Antonio Varone, an archaeologist, told the Ansa news agency that he was “amused” with certain historical inaccuracies, including a chariot race, but added that if the film helped to “stimulate curiosity” about Pompeii, it would be a good thing.

When you see the word “3D” in front of a Hollywood title, you expect a little artistic licence to have been taken. But Mr Varone’s comments on the historical accuracy of the film were not the only negative notes sounded, even leaving aside the reviews – Variety dismissed it as a camp “sword-and-sandals saga”, that would probably appeal to teenage girls and gay men.

This is because some experts believe the last thing the fragile site needs is more tourists grinding it to dust. According to Clementina Panella, an archaeologist at Rome’s La Sapienza university: “Having millions of visitors just stamping around Pompeii or Venice each year causes its own destruction.

“Tourists need to be directed to other less-known places,” she added.

Tourists look at a body cast during their visit the archeological site of Pompeii (Getty Images)

In 2012, a Unesco report warned that the number of visitors and their careless behaviour was causing considerable damage. It noted that: “Visitors in groups rub against the decorated walls, all too often with their rucksacks, or lean against them to take the best possible photographs.”

For decades Pompeii has withstood the trampling feet of 2.3 million visitors every year. And it is expected to welcome more visitors, with recent restoration work and the reopening of some parts of the site due to boost visits by 300,000 to 2.6 million a year by 2017. What Pompeii needs, said Professor Panella, is intelligent management – in other words, fewer visitors generating the same amount of income.

In addition, the site has not only the weather, but poor management and chronic underfunding to contend with. Observers in the Campania region say the local Camorra mafia is also ready to cream off as much of Pompeii’s financial investments as possible.

In April last year investigators announced a probe into suspected Camorra involvement in Pompeii restoration works undertaken as part of a €105m (£90m) project funded by the Italian government and the European Union.

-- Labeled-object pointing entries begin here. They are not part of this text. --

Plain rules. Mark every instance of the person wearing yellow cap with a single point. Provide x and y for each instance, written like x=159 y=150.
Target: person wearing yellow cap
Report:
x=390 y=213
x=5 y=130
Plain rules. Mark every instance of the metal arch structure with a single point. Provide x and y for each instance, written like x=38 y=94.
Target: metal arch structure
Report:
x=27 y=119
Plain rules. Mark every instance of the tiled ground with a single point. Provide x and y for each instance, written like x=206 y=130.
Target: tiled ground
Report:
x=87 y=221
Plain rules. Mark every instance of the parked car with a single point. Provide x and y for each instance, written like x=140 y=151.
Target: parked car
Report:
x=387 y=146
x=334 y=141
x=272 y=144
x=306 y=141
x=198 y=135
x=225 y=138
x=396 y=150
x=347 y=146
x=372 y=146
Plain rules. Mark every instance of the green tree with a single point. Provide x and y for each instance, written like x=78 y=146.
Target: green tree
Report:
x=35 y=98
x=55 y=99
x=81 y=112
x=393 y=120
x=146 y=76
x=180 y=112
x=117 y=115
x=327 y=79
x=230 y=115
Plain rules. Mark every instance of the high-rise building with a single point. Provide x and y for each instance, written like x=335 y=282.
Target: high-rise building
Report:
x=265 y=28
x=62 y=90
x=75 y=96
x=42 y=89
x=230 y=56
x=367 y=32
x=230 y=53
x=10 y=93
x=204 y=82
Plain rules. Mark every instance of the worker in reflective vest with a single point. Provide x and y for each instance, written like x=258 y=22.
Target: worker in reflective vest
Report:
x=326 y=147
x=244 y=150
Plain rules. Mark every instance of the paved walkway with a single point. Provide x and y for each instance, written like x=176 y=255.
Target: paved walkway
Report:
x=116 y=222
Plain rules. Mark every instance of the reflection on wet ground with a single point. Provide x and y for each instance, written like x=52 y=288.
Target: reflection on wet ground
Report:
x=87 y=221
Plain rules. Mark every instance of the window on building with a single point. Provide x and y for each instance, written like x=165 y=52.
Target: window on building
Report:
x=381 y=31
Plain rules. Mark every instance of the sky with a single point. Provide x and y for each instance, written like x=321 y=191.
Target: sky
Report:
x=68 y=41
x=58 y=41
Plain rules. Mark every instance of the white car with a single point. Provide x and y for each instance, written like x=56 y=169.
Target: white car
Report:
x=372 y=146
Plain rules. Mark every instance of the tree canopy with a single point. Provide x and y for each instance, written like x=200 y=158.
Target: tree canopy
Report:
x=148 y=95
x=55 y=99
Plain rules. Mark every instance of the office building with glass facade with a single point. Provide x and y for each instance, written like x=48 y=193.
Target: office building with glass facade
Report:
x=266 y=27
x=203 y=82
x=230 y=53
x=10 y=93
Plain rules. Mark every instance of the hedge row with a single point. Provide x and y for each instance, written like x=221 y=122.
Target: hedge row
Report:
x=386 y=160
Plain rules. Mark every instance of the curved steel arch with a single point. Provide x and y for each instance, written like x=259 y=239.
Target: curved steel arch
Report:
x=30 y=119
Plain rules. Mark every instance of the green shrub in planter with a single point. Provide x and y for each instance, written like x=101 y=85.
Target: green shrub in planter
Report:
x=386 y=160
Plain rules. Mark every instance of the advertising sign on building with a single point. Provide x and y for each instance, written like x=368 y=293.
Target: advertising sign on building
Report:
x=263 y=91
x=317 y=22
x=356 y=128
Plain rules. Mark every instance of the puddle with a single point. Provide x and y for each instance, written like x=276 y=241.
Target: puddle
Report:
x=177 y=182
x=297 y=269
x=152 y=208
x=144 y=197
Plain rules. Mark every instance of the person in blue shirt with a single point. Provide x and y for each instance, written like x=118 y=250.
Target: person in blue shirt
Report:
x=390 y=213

Some experts say too many tourists visit Pompeii (Getty Images)

EU officials retorted the site’s management had in place “a very strong, anti-mafia infiltration system”.

But other pundits, including Antonio Irlando, the president of the Observatory for Protection of Cultural Heritage in Areas of Crisis campaign group, say concerns about corruption shouldn’t distract attention away from Pompeii’s main problem: a lack of state funds.

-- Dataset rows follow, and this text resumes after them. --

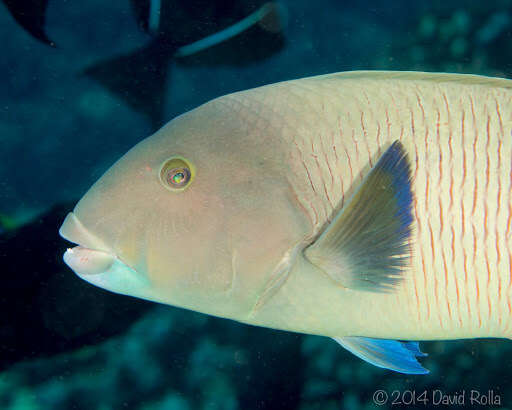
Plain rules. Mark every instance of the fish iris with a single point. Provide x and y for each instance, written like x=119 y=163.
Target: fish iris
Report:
x=176 y=174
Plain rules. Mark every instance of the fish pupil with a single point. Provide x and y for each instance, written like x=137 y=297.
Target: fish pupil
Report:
x=178 y=177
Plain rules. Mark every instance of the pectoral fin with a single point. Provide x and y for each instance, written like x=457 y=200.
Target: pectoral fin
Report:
x=366 y=246
x=389 y=354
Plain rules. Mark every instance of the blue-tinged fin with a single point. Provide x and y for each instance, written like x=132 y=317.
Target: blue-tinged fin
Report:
x=366 y=246
x=388 y=354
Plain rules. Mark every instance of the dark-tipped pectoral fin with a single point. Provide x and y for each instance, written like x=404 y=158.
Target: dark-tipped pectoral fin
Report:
x=388 y=354
x=366 y=246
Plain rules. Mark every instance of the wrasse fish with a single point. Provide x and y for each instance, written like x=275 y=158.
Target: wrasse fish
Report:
x=370 y=207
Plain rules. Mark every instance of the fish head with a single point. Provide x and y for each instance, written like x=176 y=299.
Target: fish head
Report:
x=198 y=215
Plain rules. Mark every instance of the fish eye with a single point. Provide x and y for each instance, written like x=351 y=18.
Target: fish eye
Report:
x=176 y=174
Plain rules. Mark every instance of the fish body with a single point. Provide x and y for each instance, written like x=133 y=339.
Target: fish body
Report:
x=280 y=170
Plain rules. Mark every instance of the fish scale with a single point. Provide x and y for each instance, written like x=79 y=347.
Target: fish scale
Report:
x=458 y=284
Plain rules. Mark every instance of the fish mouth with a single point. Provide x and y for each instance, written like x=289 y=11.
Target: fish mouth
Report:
x=93 y=261
x=91 y=256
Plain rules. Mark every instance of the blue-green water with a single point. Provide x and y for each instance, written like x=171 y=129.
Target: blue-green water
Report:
x=67 y=345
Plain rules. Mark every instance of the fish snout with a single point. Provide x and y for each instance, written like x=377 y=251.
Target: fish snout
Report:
x=86 y=261
x=91 y=256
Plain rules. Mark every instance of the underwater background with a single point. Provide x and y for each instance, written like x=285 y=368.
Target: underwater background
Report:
x=77 y=96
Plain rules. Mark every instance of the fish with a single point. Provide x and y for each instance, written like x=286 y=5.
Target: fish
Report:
x=370 y=207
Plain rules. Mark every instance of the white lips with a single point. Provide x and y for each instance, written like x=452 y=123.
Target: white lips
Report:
x=86 y=261
x=94 y=262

Realistically, after decades of neglect, and in a time of economic crisis, there will never be enough government funding. Private sources are the other alternative.

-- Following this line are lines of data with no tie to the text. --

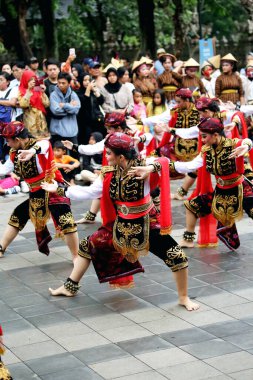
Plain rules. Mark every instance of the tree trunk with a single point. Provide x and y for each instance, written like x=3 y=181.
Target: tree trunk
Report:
x=24 y=39
x=49 y=28
x=147 y=26
x=178 y=27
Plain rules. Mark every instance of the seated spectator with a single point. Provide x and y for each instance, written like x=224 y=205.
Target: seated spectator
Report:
x=64 y=106
x=91 y=164
x=66 y=164
x=90 y=117
x=117 y=97
x=34 y=101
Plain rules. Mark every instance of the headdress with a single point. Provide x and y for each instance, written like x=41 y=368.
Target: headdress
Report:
x=184 y=93
x=12 y=129
x=119 y=140
x=114 y=119
x=211 y=126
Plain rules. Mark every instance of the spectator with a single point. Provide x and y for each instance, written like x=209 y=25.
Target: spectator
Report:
x=116 y=95
x=157 y=64
x=33 y=100
x=91 y=164
x=96 y=74
x=90 y=117
x=86 y=64
x=33 y=64
x=123 y=74
x=64 y=105
x=66 y=164
x=52 y=69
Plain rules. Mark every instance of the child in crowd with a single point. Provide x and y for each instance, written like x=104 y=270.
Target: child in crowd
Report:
x=66 y=164
x=139 y=112
x=91 y=164
x=158 y=104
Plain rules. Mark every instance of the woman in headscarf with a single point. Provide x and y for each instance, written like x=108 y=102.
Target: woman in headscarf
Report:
x=143 y=81
x=90 y=117
x=34 y=101
x=228 y=86
x=117 y=96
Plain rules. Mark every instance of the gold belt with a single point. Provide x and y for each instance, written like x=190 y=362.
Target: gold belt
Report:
x=229 y=92
x=227 y=182
x=147 y=99
x=125 y=210
x=170 y=88
x=35 y=184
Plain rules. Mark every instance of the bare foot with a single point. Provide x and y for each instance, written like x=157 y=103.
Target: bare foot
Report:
x=186 y=244
x=178 y=197
x=61 y=291
x=188 y=304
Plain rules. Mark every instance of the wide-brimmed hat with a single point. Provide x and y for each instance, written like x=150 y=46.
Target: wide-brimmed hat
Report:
x=171 y=56
x=191 y=63
x=137 y=64
x=215 y=61
x=229 y=57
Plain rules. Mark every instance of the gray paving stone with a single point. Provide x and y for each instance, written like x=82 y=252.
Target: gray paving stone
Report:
x=188 y=336
x=20 y=371
x=51 y=319
x=146 y=344
x=228 y=328
x=210 y=348
x=242 y=340
x=75 y=373
x=100 y=354
x=44 y=366
x=239 y=361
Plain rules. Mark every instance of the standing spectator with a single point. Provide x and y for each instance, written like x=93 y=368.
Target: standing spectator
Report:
x=52 y=69
x=117 y=96
x=17 y=68
x=33 y=64
x=123 y=74
x=157 y=64
x=64 y=105
x=90 y=117
x=96 y=74
x=34 y=101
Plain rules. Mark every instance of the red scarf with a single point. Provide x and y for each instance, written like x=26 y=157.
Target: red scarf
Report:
x=36 y=98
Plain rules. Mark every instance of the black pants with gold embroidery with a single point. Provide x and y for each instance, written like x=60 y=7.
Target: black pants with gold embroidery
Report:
x=99 y=248
x=61 y=214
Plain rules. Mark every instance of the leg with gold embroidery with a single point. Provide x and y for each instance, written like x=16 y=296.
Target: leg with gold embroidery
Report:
x=81 y=264
x=167 y=249
x=63 y=217
x=17 y=222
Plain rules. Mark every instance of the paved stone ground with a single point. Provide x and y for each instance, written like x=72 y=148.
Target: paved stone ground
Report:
x=140 y=334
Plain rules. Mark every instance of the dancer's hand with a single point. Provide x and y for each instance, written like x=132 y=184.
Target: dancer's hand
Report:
x=25 y=155
x=68 y=144
x=140 y=172
x=239 y=151
x=50 y=187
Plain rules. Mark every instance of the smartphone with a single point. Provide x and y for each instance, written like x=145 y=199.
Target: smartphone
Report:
x=37 y=89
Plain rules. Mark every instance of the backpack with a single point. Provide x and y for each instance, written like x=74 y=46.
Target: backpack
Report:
x=5 y=111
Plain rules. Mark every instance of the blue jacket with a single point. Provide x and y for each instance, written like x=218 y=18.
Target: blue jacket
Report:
x=65 y=123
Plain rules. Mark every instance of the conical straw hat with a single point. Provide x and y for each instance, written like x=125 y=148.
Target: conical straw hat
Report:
x=137 y=64
x=206 y=63
x=146 y=60
x=215 y=61
x=228 y=57
x=172 y=57
x=191 y=63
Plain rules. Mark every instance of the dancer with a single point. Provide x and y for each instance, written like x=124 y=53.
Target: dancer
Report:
x=131 y=223
x=33 y=160
x=222 y=157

Il Sole 24 Ore, Italy’s respected business newspaper, famously declared in 2010 that the only solution for Pompeii was a private sponsor, which would be allowed to place its logos at the entrance. “Precisely because it belongs to all humanity, its management should be taken away from a state that has shown itself incapable of protecting it,” the newspaper said.

This strategy appears to be working for Rome’s Colosseum, where businessman Diego Della Valle, the man behind the Tod’s footwear brand, is providing £20m to fund a major clean-up and restoration. Commercial Hollywood probably won’t save Italy’s priceless cultural heritage, but bog standard advertising might.